Interesting Argument.

Two thoughts:

1) I wonder if there isn't already a sort of "mood control" being utilized by corporations. There's research, which I assume is at least partly funded by corporations, which investigates the sorts of work place environments (from wall color to floor plan) which yield the most productivity. This is a less direct manipulation of mood than chemical/electrical brain manipulation, but the intent is the same: put workers in a mental state such that they will produce the highest quality/quantity of work.

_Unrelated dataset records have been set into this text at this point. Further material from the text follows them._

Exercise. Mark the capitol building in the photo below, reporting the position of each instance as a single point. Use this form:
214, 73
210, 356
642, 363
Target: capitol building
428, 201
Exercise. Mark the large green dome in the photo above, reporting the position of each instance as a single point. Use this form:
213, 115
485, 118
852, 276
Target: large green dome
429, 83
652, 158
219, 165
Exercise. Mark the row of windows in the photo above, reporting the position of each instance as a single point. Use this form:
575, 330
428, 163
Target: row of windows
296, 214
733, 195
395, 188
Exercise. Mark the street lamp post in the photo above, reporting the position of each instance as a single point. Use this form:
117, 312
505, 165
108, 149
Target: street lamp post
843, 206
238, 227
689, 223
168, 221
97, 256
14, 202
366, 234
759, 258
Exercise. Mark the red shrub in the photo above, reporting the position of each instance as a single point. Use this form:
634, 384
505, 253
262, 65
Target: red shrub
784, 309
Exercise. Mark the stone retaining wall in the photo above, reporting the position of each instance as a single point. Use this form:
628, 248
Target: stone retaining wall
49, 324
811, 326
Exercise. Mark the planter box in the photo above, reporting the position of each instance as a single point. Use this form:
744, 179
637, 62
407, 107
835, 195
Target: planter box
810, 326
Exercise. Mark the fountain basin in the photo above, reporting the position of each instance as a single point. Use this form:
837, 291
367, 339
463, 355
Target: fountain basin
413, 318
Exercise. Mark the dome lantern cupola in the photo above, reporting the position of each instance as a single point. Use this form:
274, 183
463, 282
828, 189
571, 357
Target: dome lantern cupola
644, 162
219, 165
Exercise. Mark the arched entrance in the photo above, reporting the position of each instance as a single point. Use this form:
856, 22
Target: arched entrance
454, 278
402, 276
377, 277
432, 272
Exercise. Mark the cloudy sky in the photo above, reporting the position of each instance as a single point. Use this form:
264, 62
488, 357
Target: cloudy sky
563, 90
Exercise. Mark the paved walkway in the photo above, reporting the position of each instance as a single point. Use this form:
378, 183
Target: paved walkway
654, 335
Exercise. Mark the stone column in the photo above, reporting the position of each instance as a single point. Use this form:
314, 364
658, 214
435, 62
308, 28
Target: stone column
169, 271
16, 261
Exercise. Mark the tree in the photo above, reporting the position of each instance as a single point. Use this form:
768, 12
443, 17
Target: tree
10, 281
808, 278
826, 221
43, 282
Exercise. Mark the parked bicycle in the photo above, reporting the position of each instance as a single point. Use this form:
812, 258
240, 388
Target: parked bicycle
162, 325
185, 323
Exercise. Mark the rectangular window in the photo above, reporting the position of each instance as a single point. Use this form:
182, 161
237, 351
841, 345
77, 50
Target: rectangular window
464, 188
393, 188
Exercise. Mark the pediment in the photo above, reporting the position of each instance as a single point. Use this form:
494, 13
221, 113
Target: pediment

2) In response to comments above, there is no need for corporations to directly require employees to use mood manipulators. Consider this situation: a few workers in a company begin to use chemical or TDCS mood enhancements to gain a competitive edge. The company promotes them. Others then begin to use mood enhancers so they can gain an edge too. Pretty soon everyone uses mood enhancers because they feel that they must in order to remain competitive, or to keep up with the rest of their coworkers who are using enhancements. Companies can indirectly "require" their workers to use mood enhancers by promoting an environment in which enhancement is the only way to stay competitive.

Eric Schwitzgebel said...

Thanks for the continuing comments, folks!

Nick, I'm on board with both your 1 and 2.

Callan: Thanks for the suggestion!

Howard: Odds are, people will like it! If you can control someone's mood, you might as well make it pleasant -- reduces the odds of rebellion, right?

Anon Fri: I think there probably will have to be some intermediate stages before consent. It would be taboo in our current culture. My ETA regarding home use would be one possible intermediate stage.